TMDLs are not self-implementing. Rather, TMDLs are implemented through existing regulatory and non-regulatory drivers. Point sources of pollution are addressed through the Wyoming Pollution Discharge and Elimination System (WYPDES) permit program. Federal regulations require that discharge permit limits be consistent with the assumptions and requirements of any available wasteload allocation in approved TMDLs (40 CFR 122.44(d)(1)(vii)(B)). Non-point sources load reduction actions are implemented through a wide variety of programs at the state, local and federal level. These programs may be regulatory, non-regulatory or incentive-based (e.g., a cost-share program).

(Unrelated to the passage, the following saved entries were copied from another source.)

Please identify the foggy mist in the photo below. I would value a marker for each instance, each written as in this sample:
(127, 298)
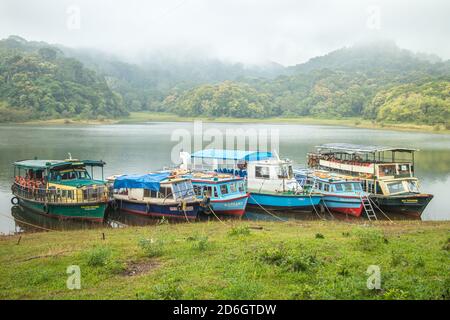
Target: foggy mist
(253, 32)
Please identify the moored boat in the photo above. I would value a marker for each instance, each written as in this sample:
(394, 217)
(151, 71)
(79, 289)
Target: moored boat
(156, 194)
(389, 180)
(60, 188)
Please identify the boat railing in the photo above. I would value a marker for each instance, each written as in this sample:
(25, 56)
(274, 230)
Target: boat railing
(53, 195)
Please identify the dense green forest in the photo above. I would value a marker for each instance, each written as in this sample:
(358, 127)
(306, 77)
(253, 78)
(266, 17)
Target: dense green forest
(377, 81)
(39, 82)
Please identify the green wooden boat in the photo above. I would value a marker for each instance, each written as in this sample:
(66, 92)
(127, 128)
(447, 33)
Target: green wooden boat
(60, 188)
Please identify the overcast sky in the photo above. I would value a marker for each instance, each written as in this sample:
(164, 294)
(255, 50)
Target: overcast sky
(249, 31)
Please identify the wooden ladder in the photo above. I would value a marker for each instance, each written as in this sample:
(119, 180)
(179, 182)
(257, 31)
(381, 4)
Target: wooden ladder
(368, 209)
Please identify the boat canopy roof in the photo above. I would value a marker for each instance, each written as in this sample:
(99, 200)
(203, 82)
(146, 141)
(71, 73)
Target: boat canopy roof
(56, 164)
(150, 181)
(356, 148)
(237, 155)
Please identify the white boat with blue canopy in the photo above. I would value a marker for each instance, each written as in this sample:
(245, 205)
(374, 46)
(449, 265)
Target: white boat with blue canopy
(270, 180)
(156, 194)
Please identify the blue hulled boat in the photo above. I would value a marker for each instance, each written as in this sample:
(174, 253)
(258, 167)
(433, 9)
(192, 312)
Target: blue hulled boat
(339, 194)
(157, 195)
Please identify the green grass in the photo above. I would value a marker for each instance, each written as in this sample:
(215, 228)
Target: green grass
(207, 260)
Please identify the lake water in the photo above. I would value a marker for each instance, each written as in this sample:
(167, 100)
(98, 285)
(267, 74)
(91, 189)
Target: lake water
(141, 148)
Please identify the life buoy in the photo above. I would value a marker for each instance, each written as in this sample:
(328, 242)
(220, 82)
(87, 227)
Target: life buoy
(14, 201)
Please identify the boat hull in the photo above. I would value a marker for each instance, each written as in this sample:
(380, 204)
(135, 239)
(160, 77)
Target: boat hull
(157, 210)
(284, 202)
(84, 211)
(343, 204)
(230, 207)
(412, 205)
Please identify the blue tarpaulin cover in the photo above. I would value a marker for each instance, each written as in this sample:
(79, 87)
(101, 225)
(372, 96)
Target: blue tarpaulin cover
(232, 155)
(147, 181)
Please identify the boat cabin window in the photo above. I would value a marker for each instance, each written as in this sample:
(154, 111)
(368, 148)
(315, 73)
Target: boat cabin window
(347, 187)
(396, 187)
(403, 169)
(262, 172)
(284, 172)
(150, 193)
(209, 191)
(223, 189)
(198, 190)
(357, 186)
(412, 186)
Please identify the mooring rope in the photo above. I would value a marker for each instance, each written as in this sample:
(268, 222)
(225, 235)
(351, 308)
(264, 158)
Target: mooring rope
(380, 209)
(274, 215)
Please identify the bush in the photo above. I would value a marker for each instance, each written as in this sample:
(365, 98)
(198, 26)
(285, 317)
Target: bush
(98, 256)
(151, 247)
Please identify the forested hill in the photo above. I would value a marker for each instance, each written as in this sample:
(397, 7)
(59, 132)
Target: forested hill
(38, 82)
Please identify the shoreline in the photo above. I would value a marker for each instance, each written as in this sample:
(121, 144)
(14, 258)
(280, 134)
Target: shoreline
(304, 260)
(144, 117)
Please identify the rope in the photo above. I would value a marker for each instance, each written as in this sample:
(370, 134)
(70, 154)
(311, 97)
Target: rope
(30, 224)
(273, 215)
(210, 208)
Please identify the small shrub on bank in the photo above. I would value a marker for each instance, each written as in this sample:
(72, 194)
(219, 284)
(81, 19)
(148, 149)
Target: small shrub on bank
(395, 294)
(296, 262)
(151, 247)
(98, 256)
(199, 242)
(239, 231)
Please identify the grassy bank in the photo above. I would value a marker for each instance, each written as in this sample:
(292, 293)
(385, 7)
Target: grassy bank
(242, 260)
(141, 117)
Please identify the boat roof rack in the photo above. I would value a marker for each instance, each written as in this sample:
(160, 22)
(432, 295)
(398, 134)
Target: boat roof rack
(357, 148)
(54, 164)
(237, 155)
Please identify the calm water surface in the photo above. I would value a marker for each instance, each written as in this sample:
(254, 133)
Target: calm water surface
(144, 147)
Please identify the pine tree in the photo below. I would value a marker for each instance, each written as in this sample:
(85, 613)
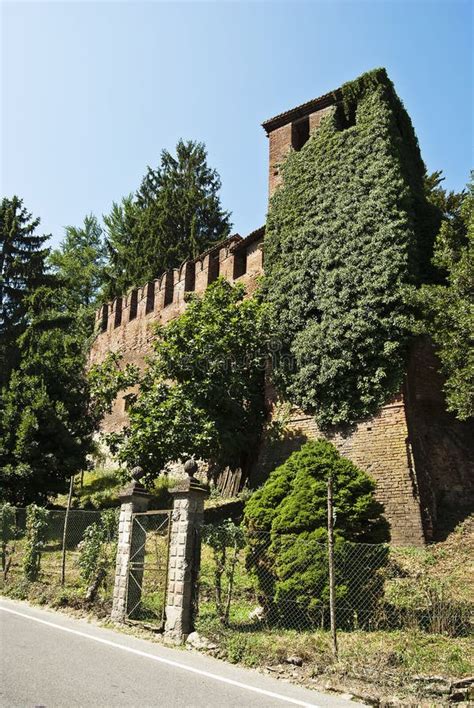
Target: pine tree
(79, 262)
(175, 215)
(22, 269)
(45, 426)
(124, 260)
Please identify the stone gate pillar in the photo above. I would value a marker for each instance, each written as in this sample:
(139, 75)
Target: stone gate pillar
(184, 554)
(133, 498)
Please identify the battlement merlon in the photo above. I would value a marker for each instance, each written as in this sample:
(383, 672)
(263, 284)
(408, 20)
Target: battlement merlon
(119, 323)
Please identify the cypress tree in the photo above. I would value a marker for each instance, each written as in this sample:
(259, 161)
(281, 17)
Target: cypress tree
(22, 269)
(175, 215)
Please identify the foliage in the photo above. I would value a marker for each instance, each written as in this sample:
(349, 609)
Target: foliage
(22, 268)
(79, 263)
(96, 553)
(202, 393)
(349, 233)
(36, 527)
(124, 262)
(175, 215)
(45, 426)
(222, 538)
(286, 521)
(448, 306)
(8, 534)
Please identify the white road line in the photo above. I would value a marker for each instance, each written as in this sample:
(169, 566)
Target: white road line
(161, 660)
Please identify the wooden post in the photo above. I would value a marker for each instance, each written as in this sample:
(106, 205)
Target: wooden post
(332, 600)
(66, 518)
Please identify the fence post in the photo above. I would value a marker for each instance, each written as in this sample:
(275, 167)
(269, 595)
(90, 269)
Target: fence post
(133, 498)
(332, 599)
(66, 519)
(184, 555)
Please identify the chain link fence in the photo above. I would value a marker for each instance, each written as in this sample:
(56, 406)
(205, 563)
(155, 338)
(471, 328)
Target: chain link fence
(148, 574)
(257, 581)
(58, 556)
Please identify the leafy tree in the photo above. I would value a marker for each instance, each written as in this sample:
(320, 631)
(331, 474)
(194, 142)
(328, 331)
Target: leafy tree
(202, 394)
(448, 306)
(349, 233)
(45, 426)
(175, 215)
(286, 522)
(79, 263)
(22, 269)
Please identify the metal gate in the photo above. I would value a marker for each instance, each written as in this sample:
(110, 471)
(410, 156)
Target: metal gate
(148, 571)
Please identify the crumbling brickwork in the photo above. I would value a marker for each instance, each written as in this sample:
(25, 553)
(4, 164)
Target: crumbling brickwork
(421, 458)
(126, 324)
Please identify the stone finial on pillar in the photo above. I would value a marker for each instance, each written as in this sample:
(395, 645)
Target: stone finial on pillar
(184, 554)
(134, 498)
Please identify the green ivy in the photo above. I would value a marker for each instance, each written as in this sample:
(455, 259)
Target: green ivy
(202, 393)
(349, 235)
(36, 528)
(96, 552)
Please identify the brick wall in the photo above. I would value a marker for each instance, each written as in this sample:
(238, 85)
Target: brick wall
(282, 139)
(380, 446)
(126, 324)
(443, 447)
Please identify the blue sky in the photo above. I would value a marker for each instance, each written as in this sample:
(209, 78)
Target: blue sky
(91, 92)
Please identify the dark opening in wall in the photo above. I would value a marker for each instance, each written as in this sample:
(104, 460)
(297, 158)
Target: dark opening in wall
(213, 271)
(240, 263)
(118, 312)
(150, 297)
(133, 304)
(105, 318)
(169, 287)
(346, 118)
(299, 133)
(190, 277)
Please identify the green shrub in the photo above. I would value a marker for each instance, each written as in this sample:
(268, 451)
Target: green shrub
(36, 530)
(96, 555)
(286, 520)
(8, 534)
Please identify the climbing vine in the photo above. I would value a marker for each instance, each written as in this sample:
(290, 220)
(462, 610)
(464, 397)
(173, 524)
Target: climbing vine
(36, 528)
(349, 236)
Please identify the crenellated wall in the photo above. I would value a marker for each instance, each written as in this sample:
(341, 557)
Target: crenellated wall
(125, 325)
(421, 458)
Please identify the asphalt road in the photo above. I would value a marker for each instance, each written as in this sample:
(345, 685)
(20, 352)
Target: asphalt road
(49, 659)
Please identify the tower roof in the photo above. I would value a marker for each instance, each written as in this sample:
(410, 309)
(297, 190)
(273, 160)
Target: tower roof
(328, 99)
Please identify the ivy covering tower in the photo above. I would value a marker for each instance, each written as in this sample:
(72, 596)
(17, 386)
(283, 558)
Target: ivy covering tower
(349, 236)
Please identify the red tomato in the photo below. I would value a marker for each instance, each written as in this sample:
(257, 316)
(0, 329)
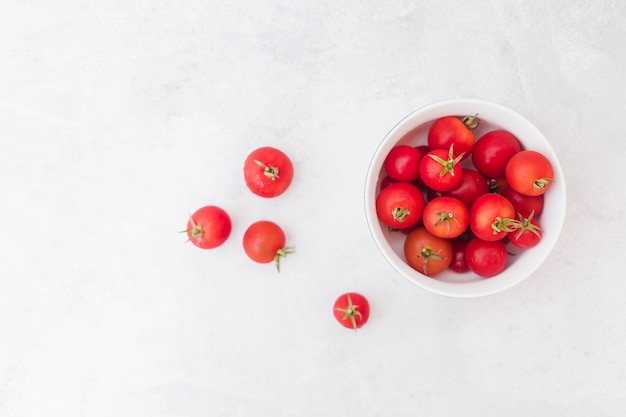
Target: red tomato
(492, 217)
(351, 310)
(529, 173)
(492, 152)
(458, 263)
(402, 163)
(209, 227)
(427, 253)
(264, 242)
(445, 217)
(484, 258)
(440, 169)
(451, 131)
(524, 204)
(400, 205)
(472, 186)
(268, 172)
(529, 233)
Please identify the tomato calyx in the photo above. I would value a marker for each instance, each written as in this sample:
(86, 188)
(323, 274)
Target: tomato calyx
(428, 253)
(350, 312)
(195, 231)
(445, 217)
(281, 253)
(268, 170)
(399, 214)
(449, 164)
(471, 122)
(542, 183)
(505, 225)
(526, 225)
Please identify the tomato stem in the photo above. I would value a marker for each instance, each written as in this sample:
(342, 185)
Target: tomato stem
(471, 122)
(399, 214)
(268, 170)
(281, 253)
(448, 166)
(350, 312)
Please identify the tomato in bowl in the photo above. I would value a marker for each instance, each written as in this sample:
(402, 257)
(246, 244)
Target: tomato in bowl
(413, 131)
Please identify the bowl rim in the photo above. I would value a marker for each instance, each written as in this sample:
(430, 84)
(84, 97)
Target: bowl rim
(481, 287)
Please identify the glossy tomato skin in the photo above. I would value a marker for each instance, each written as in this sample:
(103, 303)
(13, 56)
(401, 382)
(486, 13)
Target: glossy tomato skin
(437, 176)
(264, 241)
(400, 205)
(493, 151)
(402, 163)
(471, 186)
(529, 173)
(352, 310)
(445, 217)
(450, 130)
(486, 258)
(524, 204)
(458, 263)
(209, 227)
(268, 172)
(491, 211)
(427, 253)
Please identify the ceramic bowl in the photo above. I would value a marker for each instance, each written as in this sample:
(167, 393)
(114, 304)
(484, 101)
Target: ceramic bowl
(412, 130)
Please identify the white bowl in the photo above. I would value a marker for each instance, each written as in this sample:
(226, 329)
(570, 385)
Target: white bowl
(412, 130)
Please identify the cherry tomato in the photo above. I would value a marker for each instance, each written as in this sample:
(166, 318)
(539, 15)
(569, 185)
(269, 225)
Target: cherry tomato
(492, 152)
(472, 186)
(458, 263)
(492, 217)
(445, 217)
(268, 172)
(209, 227)
(427, 253)
(451, 131)
(351, 310)
(529, 173)
(529, 233)
(264, 242)
(485, 258)
(400, 205)
(402, 163)
(440, 169)
(524, 204)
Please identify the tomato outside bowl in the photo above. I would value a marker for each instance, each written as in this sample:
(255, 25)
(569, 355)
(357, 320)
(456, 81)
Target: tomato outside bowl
(413, 130)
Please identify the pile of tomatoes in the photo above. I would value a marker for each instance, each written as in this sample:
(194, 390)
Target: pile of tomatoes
(460, 200)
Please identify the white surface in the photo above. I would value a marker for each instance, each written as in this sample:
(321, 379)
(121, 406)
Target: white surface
(117, 119)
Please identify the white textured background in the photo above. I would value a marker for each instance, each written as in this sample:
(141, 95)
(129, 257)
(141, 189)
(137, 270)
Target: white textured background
(119, 118)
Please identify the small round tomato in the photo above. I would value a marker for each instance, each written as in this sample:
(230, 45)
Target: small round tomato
(451, 131)
(445, 217)
(458, 263)
(400, 205)
(209, 227)
(485, 258)
(268, 172)
(402, 163)
(492, 217)
(529, 233)
(264, 242)
(440, 170)
(492, 152)
(427, 253)
(524, 204)
(351, 310)
(529, 173)
(472, 186)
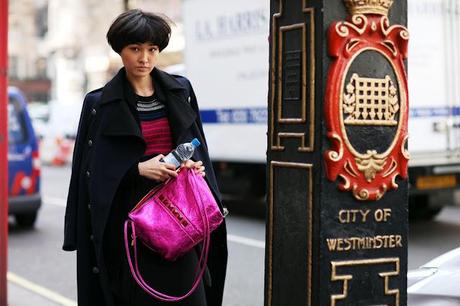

Wyoming works closely with conservation districts and watershed stakeholders through voluntary actions, often with support from Wyoming’s Nonpoint Source Program using Clean Water Act Section 319 and 205(j) grant funds for projects aimed at reducing the nonpoint source pollution.
Follow-up monitoring to examine water quality trends over time, and BMP effectiveness monitoring to evaluate the efficacy of implemented best management practices, are important components of the process. Achieving the ultimate goal of meeting the applicable water quality standards often takes many years and follow-up monitoring data can both facilitate and inform adaptive management actions, and track progress over time. Much of the follow-up monitoring in Wyoming is conducted by watershed stakeholders with technical support provided by WDEQ.